# New UKC Champion



## thestars (May 2, 2009)

It was cold, rainy and miserable and she got curly but we persevered beat our competition and Won!
Meet our New UKC Champion...Bijou's Boogie Woogie Bindi PP









And a beautiful head shot of our girl at 10 Months!

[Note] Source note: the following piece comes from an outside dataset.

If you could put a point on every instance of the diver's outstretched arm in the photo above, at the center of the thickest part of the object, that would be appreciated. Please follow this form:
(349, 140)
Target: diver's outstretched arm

Now on to AKC at the end of the month for our triple crown! Bindi will be attending more obedience training to get us ready for our next endeavor.


----------



## taxtell (Sep 17, 2009)

Congrats!
Such a stunning girl.


----------



## roxy25 (Dec 18, 2008)

congrats


----------



## bigredpoodle (Sep 13, 2009)

Good Job girl..


----------



## bigredpoodle (Sep 13, 2009)

Now you are ready for the Poodle Specialty in February  Come on lets go


----------



## SECRETO (Aug 20, 2008)

Congrats on your new champion!


----------



## AgilityIG (Feb 8, 2009)

Gorgeous!!! Love the head shot!!


----------



## Cdnjennga (Jul 30, 2009)

Congrats to both of you!


----------



## jester's mom (Nov 25, 2008)

Major congrats to both of you!! She is such a lovely girl! I love her face. Best of luck in the AKC, hope to hear good news from your showing.


----------



## spoospirit (Mar 10, 2009)

_WooHoo!! Congratulations to both of you!! She looks so much like my Taffy in her face. I hope we do as well when she is ready! Onward and upward!
_


----------



## amerique2 (Jun 21, 2009)

That's wonderful! Congratulations on such an accomplishment. Bindi is so beautiful.


----------



## BFF (Jun 10, 2009)

Bindi is a beautiful girl. Congratulations!!!


----------



## Fluffyspoos (Aug 11, 2009)

Oh I'm so happy for you! I've always adored Bindi, congratulations! You totally deserve the win!


----------



## kathy09 (Jan 14, 2009)

She is beautiful.


----------



## *heather* (Jul 30, 2009)

:flowers: CONGRATULATIONS! Love the head shot!!


----------



## Evik (Sep 2, 2009)

She is beautiful, congratulations on the accomplishment


----------



## ArreauStandardPoodle (Sep 1, 2009)

Congratulations!!


----------



## wishpoo (Sep 12, 2009)

CONGRATS :humble::first::star:

Her face is just gorgeous - I love the warmth in her eyes : ))) ! 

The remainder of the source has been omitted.